From the explicit goals, designing smart policies is only a function of the planners’/policy-makers’ innovativeness in finding the best ways (i.e., smartest policies) for their respective localities to achieve their goals. Smart policies are context-dependent and need to be designed in close cooperation with local stakeholders, as all “good” policies are supposed to. For example, if reducing the impact of income on housing size by X% is the goal, then changes in property taxes might be the best option in one region, while in another region changes in design codes could be the solution.

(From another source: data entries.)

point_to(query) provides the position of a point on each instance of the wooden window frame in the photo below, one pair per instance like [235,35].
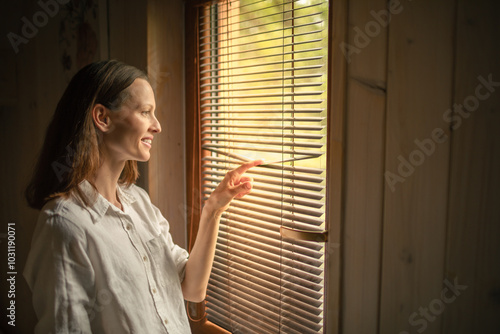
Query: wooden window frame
[337,77]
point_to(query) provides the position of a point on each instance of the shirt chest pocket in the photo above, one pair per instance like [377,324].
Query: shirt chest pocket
[164,267]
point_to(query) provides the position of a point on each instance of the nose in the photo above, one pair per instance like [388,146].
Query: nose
[156,126]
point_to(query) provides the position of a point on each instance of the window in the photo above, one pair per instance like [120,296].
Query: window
[262,94]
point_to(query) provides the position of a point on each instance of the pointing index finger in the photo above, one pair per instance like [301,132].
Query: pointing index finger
[246,166]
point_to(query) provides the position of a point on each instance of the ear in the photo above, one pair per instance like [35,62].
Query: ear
[101,117]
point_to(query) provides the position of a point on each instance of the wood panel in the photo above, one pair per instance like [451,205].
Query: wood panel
[473,253]
[364,165]
[335,175]
[419,91]
[165,68]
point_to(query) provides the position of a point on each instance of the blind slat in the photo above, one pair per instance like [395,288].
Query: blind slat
[263,94]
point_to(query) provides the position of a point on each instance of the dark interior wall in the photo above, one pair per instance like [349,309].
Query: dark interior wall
[41,47]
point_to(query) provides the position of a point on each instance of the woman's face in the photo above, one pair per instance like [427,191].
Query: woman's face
[133,125]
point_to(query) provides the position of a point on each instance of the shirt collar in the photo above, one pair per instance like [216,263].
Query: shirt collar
[98,205]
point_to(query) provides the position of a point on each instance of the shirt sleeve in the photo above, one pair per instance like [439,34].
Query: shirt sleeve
[179,254]
[61,277]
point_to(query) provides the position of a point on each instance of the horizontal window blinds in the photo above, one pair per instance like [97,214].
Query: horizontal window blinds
[263,73]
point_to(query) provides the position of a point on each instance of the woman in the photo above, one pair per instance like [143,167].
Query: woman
[102,259]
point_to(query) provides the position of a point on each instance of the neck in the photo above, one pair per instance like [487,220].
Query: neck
[106,180]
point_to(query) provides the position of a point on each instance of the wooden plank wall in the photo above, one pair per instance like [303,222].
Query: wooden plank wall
[421,245]
[31,83]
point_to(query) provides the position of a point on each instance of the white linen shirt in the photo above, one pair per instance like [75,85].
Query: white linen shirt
[98,269]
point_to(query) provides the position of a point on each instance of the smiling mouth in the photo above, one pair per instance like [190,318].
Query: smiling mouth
[147,141]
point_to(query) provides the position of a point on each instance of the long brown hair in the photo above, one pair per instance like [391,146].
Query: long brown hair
[70,152]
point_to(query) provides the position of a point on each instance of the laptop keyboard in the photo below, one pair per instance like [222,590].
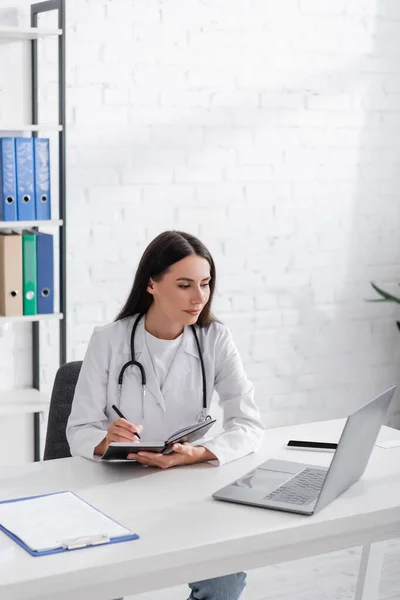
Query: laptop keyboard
[301,489]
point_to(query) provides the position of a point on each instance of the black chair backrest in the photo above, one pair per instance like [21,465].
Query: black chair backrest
[60,408]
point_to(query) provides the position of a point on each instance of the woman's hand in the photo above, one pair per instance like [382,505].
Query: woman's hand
[120,430]
[183,454]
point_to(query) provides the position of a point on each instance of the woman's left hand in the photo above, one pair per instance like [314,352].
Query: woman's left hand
[183,454]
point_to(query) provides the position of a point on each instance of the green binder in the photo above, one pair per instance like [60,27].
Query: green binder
[29,273]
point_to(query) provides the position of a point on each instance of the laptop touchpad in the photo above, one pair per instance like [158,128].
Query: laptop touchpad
[263,480]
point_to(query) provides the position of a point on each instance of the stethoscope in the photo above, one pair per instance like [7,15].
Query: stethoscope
[203,415]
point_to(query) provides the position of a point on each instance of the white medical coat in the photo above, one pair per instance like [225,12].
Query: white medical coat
[180,401]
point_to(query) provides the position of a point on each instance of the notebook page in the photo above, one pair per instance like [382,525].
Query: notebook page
[46,522]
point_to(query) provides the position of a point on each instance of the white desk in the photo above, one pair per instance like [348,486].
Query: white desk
[188,536]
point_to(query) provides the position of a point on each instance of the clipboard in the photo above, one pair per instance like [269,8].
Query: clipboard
[118,451]
[68,544]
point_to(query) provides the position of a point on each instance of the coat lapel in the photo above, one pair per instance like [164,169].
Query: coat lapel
[183,362]
[142,355]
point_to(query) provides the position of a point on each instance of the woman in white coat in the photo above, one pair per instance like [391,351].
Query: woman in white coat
[184,354]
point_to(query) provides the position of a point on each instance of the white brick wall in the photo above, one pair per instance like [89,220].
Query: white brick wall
[268,128]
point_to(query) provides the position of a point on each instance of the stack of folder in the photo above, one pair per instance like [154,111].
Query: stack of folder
[24,179]
[26,274]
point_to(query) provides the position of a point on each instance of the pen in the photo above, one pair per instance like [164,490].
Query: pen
[119,413]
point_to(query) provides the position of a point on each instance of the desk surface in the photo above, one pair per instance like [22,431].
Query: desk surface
[185,535]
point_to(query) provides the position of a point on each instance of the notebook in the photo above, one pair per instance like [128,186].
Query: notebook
[58,522]
[120,450]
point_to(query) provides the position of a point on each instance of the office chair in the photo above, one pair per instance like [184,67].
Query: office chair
[60,407]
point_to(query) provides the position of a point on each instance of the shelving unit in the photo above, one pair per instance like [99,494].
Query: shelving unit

Once smart policies are implemented, the results will be captured in the data infrastructure and used for further re-iterations of the planning process.

8 Conclusion

This chapter built upon a new approach to energy policy research: accounting for more complexities of the energy demand process can improve conventional understanding and produce results that are useful for policy. I suggested that in order for planners and policy makers to benefit from the incorporation of complex modeling practices and the abundance of data, modifications are essential in the traditional planning process. More elaborations around the proposed modified planning process will require further work and collaborations within the urban planning and big data communities. Regarding the modified planning process, in the short-run, three areas of further research can be highlighted.

First is developing prototype policy interfaces. The non-linear modeling that I proposed in this work can be operationalized and estimated using a variety of software packages. More important, however, is the integration of the proposed non-linear model into the corresponding policy interface. More work needs to be done in this area using different methodologies, as well as developing more complex algorithms to understand more of the complexities in energy use in the residential sector—and perhaps, in other sectors.

Without integrated data it will be impossible to understand the complexities of energy use patterns—or any other urban phenomenon. Therefore, it is important to invest on city- and/or region-wide initiatives to securely collect and integrate data from different organizations. As the second area of future work, although establishing such initiatives and preparing the required socio-technical data infrastructure may not be a direct task for planners (for the time being), it certainly will be within the scope of work for local governments and planning / urban studies scholars.

Finally, the proposed modifications to the planning process have important implications for planning education. It will be crucial for planning practitioners or scholars in the big data era to be able to effectively play a role across one or more steps of the proposed planning process. When there is an abundance of data, planning education needs to incorporate more hands-on methodological training for planners in order to familiarize them with [at least] basic concepts of using data and data interfaces smartly. There also needs to be training around developing data architectures and infrastructures, especially for planning scholars to integrate urban data. Training options will also be helpful for planners to understand the required governance and negotiations related to obtaining and maintenance of data.